In Egypt, Henderson was made a platoon commander in the newly formed A Company of the 14th Battalion. In early April 1915 the battalion was moved to Alexandria and then to the staging area on Lemnos Island in preparation for the landing on Gallipoli. Henderson wrote of the importance of the coming landing in a letter home: "It is going to be Australia's chance, and she makes a tradition out of this that she must always look back on."
The 7th Battalion took part in the landing on 25 April as the second wave of troops to storm ashore. It was on this day that Henderson sustained a serious gunshot wound to the chest whilst Australian forces were desperately trying to establish a foothold on the peninsula. He was evacuated to a hospital ship waiting offshore but, despite treatment, succumbed to his wounds sometime between 27 and 30 April 1915. Alan Henderson was buried at sea and is commemorated on the Lone Pine Memorial at Gallipoli in Turkey.

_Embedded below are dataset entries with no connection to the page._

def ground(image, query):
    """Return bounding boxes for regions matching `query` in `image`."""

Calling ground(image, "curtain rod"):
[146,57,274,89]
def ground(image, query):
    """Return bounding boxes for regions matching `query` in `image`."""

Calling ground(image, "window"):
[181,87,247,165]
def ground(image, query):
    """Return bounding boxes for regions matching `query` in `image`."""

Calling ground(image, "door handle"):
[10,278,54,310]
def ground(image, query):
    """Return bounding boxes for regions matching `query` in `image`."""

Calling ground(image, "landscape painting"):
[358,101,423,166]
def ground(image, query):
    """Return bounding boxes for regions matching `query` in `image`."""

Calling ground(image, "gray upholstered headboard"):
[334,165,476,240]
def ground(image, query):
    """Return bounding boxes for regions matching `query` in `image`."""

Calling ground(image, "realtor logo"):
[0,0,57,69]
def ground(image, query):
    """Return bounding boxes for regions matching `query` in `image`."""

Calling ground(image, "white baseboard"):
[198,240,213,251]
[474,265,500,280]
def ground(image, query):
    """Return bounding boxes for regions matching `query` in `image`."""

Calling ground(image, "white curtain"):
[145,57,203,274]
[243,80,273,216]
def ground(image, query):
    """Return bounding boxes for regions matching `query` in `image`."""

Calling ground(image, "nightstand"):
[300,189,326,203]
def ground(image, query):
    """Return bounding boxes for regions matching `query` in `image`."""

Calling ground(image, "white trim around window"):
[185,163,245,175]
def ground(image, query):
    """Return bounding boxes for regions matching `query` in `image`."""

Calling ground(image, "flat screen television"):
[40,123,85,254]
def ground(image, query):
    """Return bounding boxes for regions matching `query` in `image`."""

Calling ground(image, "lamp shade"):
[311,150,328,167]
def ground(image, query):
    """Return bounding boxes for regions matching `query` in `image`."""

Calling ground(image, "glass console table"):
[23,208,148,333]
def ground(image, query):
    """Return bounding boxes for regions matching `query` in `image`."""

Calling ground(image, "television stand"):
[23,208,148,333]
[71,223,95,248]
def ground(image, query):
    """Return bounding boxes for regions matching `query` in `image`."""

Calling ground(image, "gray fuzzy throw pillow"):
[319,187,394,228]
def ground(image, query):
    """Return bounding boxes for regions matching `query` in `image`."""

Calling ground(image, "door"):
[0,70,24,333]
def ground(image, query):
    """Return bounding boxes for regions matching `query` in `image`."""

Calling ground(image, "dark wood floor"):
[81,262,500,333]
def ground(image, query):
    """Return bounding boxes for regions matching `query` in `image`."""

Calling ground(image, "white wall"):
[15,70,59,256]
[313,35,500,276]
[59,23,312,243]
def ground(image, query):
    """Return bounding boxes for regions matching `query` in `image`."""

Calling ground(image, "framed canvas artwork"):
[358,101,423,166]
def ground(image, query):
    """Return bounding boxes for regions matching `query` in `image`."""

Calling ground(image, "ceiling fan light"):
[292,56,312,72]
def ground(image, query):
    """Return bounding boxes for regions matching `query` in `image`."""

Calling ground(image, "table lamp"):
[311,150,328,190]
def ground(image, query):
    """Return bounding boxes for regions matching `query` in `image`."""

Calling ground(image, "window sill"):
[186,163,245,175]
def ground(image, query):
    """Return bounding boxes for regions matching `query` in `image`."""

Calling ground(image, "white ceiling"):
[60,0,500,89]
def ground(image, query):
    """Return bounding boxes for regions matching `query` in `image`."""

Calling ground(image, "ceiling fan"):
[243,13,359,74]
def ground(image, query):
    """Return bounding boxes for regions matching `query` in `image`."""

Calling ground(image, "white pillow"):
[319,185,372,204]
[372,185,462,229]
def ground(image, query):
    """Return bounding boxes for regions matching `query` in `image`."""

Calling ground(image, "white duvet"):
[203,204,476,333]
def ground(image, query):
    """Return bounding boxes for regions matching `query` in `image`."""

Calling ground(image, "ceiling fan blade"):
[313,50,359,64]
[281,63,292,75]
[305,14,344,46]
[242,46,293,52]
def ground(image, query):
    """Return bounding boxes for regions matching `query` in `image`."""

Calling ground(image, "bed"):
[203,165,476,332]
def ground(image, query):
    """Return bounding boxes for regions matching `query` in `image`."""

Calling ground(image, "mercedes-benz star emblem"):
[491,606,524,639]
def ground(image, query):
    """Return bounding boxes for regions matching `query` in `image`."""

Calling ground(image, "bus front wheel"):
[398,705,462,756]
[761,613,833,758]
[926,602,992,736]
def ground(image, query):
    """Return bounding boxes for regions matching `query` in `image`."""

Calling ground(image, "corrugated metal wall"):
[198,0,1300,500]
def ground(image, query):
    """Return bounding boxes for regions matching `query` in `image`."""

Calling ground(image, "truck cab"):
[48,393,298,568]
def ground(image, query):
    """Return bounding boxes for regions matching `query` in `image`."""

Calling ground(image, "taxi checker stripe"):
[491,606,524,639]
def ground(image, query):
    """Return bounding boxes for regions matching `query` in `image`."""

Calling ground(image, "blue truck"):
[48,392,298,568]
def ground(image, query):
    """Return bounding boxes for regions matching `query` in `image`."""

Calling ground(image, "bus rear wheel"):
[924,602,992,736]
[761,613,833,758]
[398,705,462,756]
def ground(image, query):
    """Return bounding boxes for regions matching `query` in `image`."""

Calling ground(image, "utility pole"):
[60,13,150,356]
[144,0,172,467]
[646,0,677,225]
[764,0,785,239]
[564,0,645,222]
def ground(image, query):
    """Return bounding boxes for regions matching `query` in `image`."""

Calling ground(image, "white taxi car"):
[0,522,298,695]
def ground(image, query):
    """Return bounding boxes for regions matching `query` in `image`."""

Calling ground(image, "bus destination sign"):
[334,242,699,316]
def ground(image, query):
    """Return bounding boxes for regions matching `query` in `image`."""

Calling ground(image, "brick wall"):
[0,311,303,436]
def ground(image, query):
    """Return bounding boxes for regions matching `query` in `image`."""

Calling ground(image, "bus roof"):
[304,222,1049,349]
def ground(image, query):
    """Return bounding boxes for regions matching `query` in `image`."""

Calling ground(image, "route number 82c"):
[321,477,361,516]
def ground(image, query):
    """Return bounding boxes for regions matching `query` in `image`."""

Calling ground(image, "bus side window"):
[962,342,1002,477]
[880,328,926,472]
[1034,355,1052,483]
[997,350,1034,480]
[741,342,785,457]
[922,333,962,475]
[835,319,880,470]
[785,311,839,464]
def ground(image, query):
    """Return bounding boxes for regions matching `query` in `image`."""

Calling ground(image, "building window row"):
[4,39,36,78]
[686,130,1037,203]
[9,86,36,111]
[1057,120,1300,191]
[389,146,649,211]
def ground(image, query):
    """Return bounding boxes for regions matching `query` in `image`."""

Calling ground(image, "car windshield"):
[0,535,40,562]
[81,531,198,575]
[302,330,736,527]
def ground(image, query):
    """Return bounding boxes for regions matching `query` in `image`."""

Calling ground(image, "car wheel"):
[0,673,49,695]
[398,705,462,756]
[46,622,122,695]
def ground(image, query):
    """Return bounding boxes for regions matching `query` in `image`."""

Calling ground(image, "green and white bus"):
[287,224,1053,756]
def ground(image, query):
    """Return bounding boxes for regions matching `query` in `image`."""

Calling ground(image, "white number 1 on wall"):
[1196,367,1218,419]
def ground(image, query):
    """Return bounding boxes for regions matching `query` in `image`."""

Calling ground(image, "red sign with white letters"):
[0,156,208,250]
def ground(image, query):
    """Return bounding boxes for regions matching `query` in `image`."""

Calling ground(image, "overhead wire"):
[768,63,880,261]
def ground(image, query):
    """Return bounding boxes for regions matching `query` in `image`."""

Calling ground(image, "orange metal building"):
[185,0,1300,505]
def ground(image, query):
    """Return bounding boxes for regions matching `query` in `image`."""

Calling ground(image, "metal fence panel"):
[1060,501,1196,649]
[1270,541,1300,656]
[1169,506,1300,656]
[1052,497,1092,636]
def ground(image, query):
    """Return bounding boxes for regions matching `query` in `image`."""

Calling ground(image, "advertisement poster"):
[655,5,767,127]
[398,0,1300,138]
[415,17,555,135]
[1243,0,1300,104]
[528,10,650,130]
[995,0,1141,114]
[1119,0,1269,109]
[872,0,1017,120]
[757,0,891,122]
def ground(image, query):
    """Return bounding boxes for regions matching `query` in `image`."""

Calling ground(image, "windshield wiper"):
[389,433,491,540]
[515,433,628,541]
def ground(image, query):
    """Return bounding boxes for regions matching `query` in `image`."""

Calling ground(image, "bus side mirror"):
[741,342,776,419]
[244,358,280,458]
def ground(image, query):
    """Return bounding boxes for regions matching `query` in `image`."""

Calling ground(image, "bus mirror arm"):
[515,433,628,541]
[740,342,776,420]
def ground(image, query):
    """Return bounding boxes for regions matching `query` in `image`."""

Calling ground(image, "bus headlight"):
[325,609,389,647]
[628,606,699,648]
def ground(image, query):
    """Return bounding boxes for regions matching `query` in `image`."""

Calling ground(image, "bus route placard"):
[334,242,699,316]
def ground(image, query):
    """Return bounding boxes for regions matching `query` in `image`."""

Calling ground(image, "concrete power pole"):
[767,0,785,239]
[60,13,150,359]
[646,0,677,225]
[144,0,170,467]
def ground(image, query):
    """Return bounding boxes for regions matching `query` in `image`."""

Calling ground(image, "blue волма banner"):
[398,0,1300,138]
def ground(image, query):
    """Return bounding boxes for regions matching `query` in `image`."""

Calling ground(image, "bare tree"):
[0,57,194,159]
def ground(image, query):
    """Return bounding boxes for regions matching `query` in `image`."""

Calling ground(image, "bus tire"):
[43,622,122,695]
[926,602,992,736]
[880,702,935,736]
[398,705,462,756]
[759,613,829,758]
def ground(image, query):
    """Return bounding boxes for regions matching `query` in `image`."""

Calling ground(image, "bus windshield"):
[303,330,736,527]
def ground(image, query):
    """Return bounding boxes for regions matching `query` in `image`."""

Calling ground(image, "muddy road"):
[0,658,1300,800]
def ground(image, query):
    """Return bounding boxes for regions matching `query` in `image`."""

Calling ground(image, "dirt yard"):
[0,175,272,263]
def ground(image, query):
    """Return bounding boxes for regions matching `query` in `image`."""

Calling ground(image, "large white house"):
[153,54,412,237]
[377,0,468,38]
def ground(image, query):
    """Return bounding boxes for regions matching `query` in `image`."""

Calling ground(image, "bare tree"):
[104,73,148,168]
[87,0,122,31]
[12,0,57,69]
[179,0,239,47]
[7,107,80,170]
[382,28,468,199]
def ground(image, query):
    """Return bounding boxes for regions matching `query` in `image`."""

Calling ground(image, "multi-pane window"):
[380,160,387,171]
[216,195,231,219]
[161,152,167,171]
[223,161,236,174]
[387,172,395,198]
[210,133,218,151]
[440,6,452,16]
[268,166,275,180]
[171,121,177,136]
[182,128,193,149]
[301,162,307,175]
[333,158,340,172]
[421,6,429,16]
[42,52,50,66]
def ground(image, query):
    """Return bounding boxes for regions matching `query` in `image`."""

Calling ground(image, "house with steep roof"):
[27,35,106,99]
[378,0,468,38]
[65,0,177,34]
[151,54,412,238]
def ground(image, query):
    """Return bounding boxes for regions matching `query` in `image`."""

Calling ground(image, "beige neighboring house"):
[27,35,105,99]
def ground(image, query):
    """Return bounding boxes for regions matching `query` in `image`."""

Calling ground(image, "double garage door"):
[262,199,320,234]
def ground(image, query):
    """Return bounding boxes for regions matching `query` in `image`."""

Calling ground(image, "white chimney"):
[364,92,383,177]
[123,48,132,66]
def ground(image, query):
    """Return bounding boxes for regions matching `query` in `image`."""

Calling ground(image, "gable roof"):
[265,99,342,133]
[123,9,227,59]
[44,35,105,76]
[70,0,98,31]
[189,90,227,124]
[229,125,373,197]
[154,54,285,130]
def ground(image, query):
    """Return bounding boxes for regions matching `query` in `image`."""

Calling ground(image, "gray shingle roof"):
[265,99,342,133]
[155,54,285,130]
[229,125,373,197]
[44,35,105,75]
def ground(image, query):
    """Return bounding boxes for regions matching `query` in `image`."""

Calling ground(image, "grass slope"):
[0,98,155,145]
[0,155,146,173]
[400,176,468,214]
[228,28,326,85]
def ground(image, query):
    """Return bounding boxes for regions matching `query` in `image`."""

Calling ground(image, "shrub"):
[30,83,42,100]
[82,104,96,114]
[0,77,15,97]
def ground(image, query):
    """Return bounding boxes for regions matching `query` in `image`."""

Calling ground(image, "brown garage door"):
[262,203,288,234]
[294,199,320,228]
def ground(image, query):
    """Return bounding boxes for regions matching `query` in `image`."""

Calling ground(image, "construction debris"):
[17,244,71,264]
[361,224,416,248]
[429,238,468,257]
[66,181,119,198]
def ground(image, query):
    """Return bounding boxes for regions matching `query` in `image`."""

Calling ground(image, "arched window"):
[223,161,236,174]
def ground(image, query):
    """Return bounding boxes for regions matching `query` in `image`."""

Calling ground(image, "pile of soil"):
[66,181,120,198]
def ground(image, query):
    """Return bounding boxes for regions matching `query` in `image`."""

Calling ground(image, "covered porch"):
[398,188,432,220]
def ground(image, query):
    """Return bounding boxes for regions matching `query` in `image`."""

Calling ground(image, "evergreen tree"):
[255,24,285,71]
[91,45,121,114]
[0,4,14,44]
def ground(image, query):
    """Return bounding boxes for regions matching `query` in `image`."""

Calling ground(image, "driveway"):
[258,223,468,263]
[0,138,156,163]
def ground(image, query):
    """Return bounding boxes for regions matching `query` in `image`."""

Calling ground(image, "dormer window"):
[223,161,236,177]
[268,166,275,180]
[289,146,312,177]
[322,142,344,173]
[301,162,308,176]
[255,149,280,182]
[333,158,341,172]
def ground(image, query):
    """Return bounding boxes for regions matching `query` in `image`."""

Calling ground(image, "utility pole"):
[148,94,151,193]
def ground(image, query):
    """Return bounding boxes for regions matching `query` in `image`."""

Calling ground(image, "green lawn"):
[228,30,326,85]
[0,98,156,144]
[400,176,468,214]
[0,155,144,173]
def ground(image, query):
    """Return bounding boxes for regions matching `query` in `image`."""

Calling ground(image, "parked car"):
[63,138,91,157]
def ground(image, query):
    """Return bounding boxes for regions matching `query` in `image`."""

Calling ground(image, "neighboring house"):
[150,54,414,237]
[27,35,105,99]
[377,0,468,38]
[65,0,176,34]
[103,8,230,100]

In a letter to Henderson's father, which was published in The Argus on 24 June 1915, Lieutenant Colonel Harold Edward "Pompey" Elliott wrote of Henderson's "coolness and intrepidity" on the day of the landing and how he intervened to prevent the revenge-killing of a wounded Turkish prisoner by his men. His brother Rupert was killed in action on Gallipoli on 8 May 1915. Another brother, Kenneth Henderson, also served during the First World War and returned to Australia in 1918.